事業承継における信用調査情報の活用法②(全3回 連載記事)
3.代表的な調査項目
ここでは、代表的な調査項目である、①反社チェック、②人物調査、③経営状態、の3項目を取り上げ、(1)基本として欠かすことの出来ない【一次チェック】、(2)必要に応じて実施する【深掘り調査】、の2つについて、各手法の概要とメリット/デメリットを解説する。
① 反社チェック
【一次チェック】
- 新聞やメディア等の情報をデータベースへ蓄積しておき、対象が反社に該当するかどうかを確認する方法である。
- スピーディーに判明し、コストもあまりかからない[1]。
- 過去のメディア等に名前が載っていなかったり、調査対象メディアが限定的であった場合、また本人が改名したりしている場合、該当結果を得られず、見過ごしてしまう可能性がある。
【深掘り調査】
- 関係先へのヒヤリングや、日々各地裁判所へ足を運び、掲示板や開示されている判決文を書き写してくるといった方法で情報を蓄積しておき、対象者が該当するかの判定を行う方法がある。

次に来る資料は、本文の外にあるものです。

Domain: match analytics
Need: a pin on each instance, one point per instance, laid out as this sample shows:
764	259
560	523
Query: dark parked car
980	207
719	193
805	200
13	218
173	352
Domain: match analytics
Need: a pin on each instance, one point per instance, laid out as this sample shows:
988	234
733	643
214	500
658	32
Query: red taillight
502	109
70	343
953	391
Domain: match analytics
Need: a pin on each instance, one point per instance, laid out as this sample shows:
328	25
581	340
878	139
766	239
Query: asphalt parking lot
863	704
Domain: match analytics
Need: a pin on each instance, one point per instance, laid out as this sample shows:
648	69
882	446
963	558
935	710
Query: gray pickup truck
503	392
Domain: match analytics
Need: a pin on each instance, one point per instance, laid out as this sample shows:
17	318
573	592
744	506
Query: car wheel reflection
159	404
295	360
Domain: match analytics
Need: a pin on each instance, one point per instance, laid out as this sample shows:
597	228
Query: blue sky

- メディア等の一般的な情報源ではない、高精度の情報が得られる反面、費用は相当高額となる[2]。
② 人物調査
【一次チェック】
- 反社チェック同様、新聞やメディア等で得られた情報をデータベースとして蓄積しておき、照会のあった場合に対象者が該当する情報を抽出し、確認する方法。
- 匿名報道でない限り、過去の事件・事故、処分・罰則等の履歴についても確認可。
- 金銭的な支払い能力に関する与信情報[3]については、即時取得が可能。
【深掘り調査】
- 対象を配偶者等、本人以外にも拡大のうえ、メディアに基く情報だけでなく、過去の官報や裁判記録の照会、実際に関係先へヒヤリングに赴き、実態を明らかにしようとするもの。

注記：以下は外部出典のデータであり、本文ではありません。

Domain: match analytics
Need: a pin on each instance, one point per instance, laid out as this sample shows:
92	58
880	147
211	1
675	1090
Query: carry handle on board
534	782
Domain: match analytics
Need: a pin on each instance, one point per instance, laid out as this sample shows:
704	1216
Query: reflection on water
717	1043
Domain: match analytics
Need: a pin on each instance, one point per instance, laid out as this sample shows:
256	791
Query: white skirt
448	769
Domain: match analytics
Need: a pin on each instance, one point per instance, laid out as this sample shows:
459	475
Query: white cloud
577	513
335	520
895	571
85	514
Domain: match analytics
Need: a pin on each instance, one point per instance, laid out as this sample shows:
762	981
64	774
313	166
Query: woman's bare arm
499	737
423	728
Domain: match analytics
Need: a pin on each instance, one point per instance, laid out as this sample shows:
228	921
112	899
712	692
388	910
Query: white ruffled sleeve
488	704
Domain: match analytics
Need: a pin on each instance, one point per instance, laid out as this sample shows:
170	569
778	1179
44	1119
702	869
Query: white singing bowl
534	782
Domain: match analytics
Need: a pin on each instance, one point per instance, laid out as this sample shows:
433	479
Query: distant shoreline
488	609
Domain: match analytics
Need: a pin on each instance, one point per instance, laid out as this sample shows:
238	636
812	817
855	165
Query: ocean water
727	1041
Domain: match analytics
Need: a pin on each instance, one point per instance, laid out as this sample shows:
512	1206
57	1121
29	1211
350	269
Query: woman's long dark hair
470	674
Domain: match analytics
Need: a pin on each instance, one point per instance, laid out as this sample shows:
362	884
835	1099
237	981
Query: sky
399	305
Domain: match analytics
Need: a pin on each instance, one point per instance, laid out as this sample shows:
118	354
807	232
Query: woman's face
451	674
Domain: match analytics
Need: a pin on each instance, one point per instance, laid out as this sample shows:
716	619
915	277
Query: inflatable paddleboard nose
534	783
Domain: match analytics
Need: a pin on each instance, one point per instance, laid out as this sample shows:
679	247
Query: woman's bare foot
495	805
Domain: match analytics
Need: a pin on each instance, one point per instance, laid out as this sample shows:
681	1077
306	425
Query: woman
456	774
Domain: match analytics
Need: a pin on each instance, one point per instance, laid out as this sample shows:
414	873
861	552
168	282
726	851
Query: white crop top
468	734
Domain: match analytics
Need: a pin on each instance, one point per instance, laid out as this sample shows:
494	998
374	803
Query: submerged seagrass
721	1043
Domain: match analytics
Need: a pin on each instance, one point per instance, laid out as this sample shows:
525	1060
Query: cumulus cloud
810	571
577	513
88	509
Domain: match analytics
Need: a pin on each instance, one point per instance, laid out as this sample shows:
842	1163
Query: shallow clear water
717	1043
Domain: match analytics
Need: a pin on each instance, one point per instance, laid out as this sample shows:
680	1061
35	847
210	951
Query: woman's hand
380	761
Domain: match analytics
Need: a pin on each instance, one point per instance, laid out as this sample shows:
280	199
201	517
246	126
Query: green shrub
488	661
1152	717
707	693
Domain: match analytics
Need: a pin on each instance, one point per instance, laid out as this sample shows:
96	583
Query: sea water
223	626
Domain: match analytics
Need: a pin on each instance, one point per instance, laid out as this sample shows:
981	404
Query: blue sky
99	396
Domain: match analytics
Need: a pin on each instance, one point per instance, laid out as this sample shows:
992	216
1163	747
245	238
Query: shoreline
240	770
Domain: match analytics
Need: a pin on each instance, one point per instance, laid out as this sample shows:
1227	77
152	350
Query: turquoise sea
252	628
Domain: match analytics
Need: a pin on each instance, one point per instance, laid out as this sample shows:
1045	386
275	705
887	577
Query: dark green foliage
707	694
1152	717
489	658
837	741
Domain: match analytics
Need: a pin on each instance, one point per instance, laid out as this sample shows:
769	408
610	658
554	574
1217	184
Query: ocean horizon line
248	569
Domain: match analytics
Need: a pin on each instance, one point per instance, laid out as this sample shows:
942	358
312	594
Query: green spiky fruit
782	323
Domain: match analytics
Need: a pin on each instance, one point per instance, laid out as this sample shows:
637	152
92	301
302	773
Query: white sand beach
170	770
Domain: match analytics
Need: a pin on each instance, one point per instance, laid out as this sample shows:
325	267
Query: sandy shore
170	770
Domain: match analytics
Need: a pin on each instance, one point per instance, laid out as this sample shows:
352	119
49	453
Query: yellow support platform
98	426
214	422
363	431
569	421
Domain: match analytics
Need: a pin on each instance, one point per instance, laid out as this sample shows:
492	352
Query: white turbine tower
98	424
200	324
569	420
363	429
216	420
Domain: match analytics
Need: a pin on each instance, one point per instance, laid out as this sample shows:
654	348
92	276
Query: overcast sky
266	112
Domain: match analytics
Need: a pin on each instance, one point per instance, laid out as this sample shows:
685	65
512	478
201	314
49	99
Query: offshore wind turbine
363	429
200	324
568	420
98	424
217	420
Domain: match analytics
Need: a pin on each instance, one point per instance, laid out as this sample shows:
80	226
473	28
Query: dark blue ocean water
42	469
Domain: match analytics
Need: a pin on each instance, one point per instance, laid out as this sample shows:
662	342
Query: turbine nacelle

- 完全オーダーメイドの調査手法で、コストは高くなりがち。
- 信用調査会社によって得意と不得意の分野が分かれ、成果物の完成度に差が出る。
③ 経営状態
【一次チェック】
- 信用調査会社が発行する企業レポートを取得し、評点を確認することが一般的。
一般的には50点をクリア出来れば問題は無いとされるが、中小企業の場合、資本金や規模がネックとなり高い評点を得にくい。点数だけではない総合的な観点も必要。

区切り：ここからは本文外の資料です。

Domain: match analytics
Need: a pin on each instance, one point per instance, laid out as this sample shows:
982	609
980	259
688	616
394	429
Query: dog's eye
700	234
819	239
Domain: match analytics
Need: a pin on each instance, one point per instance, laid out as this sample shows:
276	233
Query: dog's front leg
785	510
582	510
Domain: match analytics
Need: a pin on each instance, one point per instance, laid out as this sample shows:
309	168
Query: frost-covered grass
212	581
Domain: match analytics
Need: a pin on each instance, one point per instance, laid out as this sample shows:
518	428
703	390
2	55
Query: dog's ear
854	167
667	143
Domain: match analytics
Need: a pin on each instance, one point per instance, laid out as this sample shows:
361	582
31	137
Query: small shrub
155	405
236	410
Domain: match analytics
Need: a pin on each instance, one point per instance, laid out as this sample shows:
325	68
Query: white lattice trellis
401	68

- 企業レポートとは別に対象企業が開示した決算関連資料[4]があれば、より詳しい経営状態が確認出来る。
重要な経営指標として、自己資本比率[5]、キャッシュフロー[6]などが挙げられる。
【深掘り調査】
- 過去年度の実績に基く企業レポートだけでは得られない、直近損益や営業進捗状況、訴訟等のトラブルの有無、実際のヒヤリングを通じた顧客や取引先の評判等。
- 後過程で実施するデューデリジェンス以前に、重要な情報を確認出来るケースがある。
[1]参考:1照会あたり、数百円~数千円程度のケースが多い。
[2]参考:1照会あたり、数万円~のケースが多い。
[3]CIC/日本信用情報機構(JICC)/全国銀行個人信用情報センター(JBA)
[4]企業レポートと別資料として、企業が開示した決算資料を販売している。企業レポートより高額。
[5]借入金等の負債を除く純資産/総資産。30%以上が安全の目安とされる。
[6]様々な定義があるが、経営における現金の状態がどうなっているかを示す。